Coord { x: 0, y: 0 } -> origin
Coord { x: 0, y: 5 } -> on y-axis
Coord { x: 5, y: 0 } -> on x-axis
Coord { x: 2, y: 3 } -> quadrant I
Coord { x: -2, y: 3 } -> quadrant II
Coord { x: -2, y: -3 } -> quadrant III
Coord { x: 2, y: -3 } -> quadrant IV

Exercise 3: Summarize a JSON-like Value

Difficulty: Hard

Objective: Match a recursive enum with data-carrying variants, including a guard that distinguishes an empty array.

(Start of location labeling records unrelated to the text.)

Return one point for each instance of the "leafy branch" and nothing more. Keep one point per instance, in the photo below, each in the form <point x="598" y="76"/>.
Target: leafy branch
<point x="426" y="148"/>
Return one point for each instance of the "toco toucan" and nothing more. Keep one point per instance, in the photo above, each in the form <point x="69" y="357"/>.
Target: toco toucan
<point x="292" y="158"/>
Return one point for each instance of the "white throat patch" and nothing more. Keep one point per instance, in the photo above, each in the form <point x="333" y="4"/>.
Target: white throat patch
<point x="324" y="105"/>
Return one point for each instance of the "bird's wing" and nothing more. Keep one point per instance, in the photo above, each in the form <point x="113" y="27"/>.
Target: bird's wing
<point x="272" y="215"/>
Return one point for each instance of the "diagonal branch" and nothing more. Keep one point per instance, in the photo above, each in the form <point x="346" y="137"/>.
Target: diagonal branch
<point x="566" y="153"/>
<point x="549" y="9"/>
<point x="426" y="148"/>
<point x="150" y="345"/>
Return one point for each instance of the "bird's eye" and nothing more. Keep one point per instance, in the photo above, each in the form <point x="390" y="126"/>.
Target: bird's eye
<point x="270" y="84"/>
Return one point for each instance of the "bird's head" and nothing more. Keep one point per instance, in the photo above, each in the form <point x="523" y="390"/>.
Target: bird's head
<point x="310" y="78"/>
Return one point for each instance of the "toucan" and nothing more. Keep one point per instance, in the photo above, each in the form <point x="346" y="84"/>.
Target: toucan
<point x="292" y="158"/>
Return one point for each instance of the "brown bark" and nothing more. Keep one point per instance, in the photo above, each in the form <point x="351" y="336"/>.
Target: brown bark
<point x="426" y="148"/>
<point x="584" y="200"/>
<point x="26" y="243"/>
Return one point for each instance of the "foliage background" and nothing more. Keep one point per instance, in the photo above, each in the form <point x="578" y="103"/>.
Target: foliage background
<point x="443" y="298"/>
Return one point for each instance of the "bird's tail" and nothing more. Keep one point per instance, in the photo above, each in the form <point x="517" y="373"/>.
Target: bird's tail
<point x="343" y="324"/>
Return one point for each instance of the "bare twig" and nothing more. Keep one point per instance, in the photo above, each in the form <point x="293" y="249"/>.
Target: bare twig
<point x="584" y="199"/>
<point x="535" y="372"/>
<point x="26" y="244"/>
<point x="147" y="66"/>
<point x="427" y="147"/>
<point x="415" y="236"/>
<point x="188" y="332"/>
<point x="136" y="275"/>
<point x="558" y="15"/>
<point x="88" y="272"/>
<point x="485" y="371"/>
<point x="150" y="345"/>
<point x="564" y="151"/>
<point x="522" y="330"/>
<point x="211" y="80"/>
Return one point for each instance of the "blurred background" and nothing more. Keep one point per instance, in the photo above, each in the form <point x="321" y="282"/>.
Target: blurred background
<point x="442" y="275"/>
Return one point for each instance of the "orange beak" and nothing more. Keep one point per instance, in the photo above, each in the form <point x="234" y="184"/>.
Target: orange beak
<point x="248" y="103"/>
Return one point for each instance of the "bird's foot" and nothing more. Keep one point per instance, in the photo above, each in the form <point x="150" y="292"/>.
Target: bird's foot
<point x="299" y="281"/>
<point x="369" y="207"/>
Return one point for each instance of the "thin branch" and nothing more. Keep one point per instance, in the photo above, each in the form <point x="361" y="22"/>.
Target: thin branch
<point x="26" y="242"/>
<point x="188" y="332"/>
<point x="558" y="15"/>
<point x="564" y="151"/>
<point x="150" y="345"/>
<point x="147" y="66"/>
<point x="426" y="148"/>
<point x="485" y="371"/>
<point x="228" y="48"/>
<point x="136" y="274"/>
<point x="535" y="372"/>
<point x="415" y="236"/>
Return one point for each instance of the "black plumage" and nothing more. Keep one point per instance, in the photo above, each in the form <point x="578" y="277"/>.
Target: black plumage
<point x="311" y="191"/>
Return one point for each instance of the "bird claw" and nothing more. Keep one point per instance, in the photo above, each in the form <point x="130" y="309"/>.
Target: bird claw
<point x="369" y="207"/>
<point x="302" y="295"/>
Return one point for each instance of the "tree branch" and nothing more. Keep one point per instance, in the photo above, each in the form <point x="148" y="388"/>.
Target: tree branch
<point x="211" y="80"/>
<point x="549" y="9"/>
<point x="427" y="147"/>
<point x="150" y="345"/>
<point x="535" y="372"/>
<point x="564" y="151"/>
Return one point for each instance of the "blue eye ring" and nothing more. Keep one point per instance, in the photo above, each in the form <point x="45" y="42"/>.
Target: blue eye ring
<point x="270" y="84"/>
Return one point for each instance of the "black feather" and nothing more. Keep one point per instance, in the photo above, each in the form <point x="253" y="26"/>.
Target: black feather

Instructions: Given the Json enum, implement summarize so that Null -> "null", Bool(b) -> "bool(true)"/"bool(false)", Number(n) -> "number(3.5)", Text(s) -> "text(N chars)" using the string’s length, an empty Array -> "empty array", and a non-empty Array -> "array of N". Match the values by reference.

#[derive(Debug)]
enum Json {
    Null,
    Bool(bool),
    Number(f64),
    Text(String),
    Array(Vec<Json>),
}

fn summarize(value: &Json) -> String {
    // TODO
    /* ??? */
}

fn main() {
    let doc = Json::Array(vec![
        Json::Null,
        Json::Bool(true),
        Json::Number(3.5),
        Json::Text("hi".into()),
        Json::Array(vec![]),
    ]);
    if let Json::Array(items) = &doc {
        for item in items {
            println!("{}", summarize(item));
        }
    }
    println!("top: {}", summarize(&doc));
}

Solution

#[derive(Debug)]
enum Json {
    Null,
    Bool(bool),
    Number(f64),
    Text(String),
    Array(Vec<Json>),
}

fn summarize(value: &Json) -> String {
    match value {
        Json::Null => "null".to_string(),
        Json::Bool(b) => format!("bool({b})"),
        Json::Number(n) => format!("number({n})"),
        Json::Text(s) => format!("text({} chars)", s.len()),
        // A guard distinguishes the empty case before the general one.
        Json::Array(items) if items.is_empty() => "empty array".to_string(),
        Json::Array(items) => format!("array of {}", items.len()),
    }
}

fn main() {
    let doc = Json::Array(vec![
        Json::Null,
        Json::Bool(true),
        Json::Number(3.5),
        Json::Text("hi".into()),
        Json::Array(vec![]),
    ]);
    if let Json::Array(items) = &doc {
        for item in items {
            println!("{}", summarize(item));
        }
    }
    println!("top: {}", summarize(&doc));
}

Output:

null
bool(true)
number(3.5)
text(2 chars)
empty array
top: array of 5

Tip: The ordering of the two Json::Array arms matters: the guarded is_empty() arm must come first, because the unguarded Json::Array(items) arm would otherwise match every array and make the empty case unreachable.